5.ヨハン・ゴットフリート・ヴァルターの場合

 ヨハン・ゴットフリート・ヴァルター(1684~1748)は中部ドイツで活躍した教会オルガニストで、音楽家人生のほとんどをワイマールのオルガニストとして過ごした。

 ヴァルターのアレンジは、実に興味深い。
 バッハの作風とものすごく似ているのである。バッハの音楽や古楽を聞き込んでいる人にこの曲を聞かせて「作曲者は誰でしょう?」と質問すれば、おそらく、ほとんどのひとがこれを「バッハ」と答えるだろう。それほどまでに似ているのである。

 それもそのはず。
 生誕年と死没年が示すとおり、二人はほぼ同い年で、しかもほぼ同じ年数の人生を生きた。地元は同じ中部ドイツでいずれも親戚関係にあって家族ぐるみのお付き合い。
 二人とも青年時代はそれぞれ各地を巡ってオルガン武者修行
 就職先はもちろん教会で、主にオルガン奏者としてキャリアをスタート。また、その就職先も地元の中部ドイツを出ることはなかった。
だからバッハが転職でワイマールに引っ越したとき、二人は同僚になった。二人はどんな会話を交わしたのだろうか。あるいは、交わさなかったのだろうか。

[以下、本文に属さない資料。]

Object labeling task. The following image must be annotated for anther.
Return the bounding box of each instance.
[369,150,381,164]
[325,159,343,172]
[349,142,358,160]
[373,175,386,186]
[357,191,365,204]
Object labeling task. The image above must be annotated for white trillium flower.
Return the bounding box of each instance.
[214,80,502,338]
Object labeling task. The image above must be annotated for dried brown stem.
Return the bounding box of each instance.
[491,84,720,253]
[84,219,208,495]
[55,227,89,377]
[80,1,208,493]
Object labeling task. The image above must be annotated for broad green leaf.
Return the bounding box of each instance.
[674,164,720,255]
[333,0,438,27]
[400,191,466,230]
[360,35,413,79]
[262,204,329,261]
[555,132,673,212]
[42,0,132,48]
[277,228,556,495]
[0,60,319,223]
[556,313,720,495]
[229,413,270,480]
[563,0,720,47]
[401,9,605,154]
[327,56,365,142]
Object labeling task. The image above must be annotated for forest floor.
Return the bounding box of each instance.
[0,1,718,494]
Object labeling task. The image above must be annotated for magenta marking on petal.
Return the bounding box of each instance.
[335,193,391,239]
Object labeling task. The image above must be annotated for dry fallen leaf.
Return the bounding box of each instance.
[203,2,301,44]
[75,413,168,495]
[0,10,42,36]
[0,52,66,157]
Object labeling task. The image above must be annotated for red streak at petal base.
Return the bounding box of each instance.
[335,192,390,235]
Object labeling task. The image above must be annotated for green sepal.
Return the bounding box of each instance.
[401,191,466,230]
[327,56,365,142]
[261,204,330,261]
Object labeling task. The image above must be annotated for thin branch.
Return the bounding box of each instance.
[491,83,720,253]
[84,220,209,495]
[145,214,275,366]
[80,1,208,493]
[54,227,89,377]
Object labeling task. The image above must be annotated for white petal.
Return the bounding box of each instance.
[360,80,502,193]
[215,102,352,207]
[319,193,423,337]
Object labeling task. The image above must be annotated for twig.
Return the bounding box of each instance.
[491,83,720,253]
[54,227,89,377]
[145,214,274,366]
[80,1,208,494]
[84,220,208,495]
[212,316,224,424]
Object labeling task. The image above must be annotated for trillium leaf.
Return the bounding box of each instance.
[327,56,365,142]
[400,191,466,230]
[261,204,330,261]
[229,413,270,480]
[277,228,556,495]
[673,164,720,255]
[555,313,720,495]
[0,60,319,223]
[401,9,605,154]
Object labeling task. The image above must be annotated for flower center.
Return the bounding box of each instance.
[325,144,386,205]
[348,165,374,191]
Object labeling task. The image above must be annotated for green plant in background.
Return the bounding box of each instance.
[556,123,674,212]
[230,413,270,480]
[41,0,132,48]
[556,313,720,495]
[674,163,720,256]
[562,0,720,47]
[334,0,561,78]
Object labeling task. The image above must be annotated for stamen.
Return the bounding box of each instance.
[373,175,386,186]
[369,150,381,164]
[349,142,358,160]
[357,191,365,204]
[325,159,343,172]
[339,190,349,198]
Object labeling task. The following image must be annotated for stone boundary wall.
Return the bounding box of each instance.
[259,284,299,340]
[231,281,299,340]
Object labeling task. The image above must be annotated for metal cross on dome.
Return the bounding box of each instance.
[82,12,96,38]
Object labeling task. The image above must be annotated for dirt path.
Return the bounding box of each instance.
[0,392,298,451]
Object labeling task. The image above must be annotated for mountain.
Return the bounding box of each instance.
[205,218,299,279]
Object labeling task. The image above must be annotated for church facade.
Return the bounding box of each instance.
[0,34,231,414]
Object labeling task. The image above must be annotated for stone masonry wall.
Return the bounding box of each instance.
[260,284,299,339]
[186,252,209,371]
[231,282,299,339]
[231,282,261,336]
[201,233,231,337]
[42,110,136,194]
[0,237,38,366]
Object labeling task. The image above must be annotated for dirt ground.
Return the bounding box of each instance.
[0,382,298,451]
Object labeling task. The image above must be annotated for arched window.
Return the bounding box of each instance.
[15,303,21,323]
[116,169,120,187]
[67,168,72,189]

 ヴァルターは地元の大御所であるパッヘルベルの後継者である。しかし、良くも悪くもその域を出るものではない。
 コラール旋律であるソプラノ声部以外の旋律は確かに、彼なりに対位法的に処理(重層化処理)されてはいるものの、それ以外にさしたる特徴はない。

6.バッハの場合(その2)

 バッハとヴァルターを聞き比べるだけでも、前者のスゴさは十分に伝わるだろう。
 バッハは先人たちの職人技を発展的に継承し、大御所たちの熟練のワザを見事に融合してみせた。その独自の道はまさに西洋音楽史に名を遺す卓越した音楽家のそれである。

 しかしてバッハはさらにその先を行く。
 伝統技法を十二分に受け継ぎながらも、彼の自由で豊かな発想はとどまるところを知らない。
 真骨頂は、本コラール旋律に基づく《ファンタジア》BWV 651である。

 申し訳程度にバス声部(ペダル音域)にコラール旋律が出てくるだけで、あとはとにかく自由奔放なバッハなのである。
 あふれ出るインスピレーション、ほとばしり出る情熱、抑えきれない音楽的衝動。


 音楽は、自由にする。
 伝統を意識し、しっかりとそれを引き継ぎながらも、バッハは常に革新主義者ないし前衛主義者であった。
 彼はどの勤務先でも雇用主から絶えず「もっと落ち着いた教会音楽を書け!」「教会に集まった会衆を戸惑わせるような音楽は書くな!」等といった注文を受けてばかりだった。それでもバッハはうまい具合に切り抜けながら、教会音楽家としてやりたいことをやっていった。

 オルガンコラールをはじめとするバッハの教会音楽は(生前から賛否両論あったとおり)彼の死後、急速に忘れ去られていく。
 後の人々の記憶に残っていったのは、むしろ「教育者としてのバッハ」であった。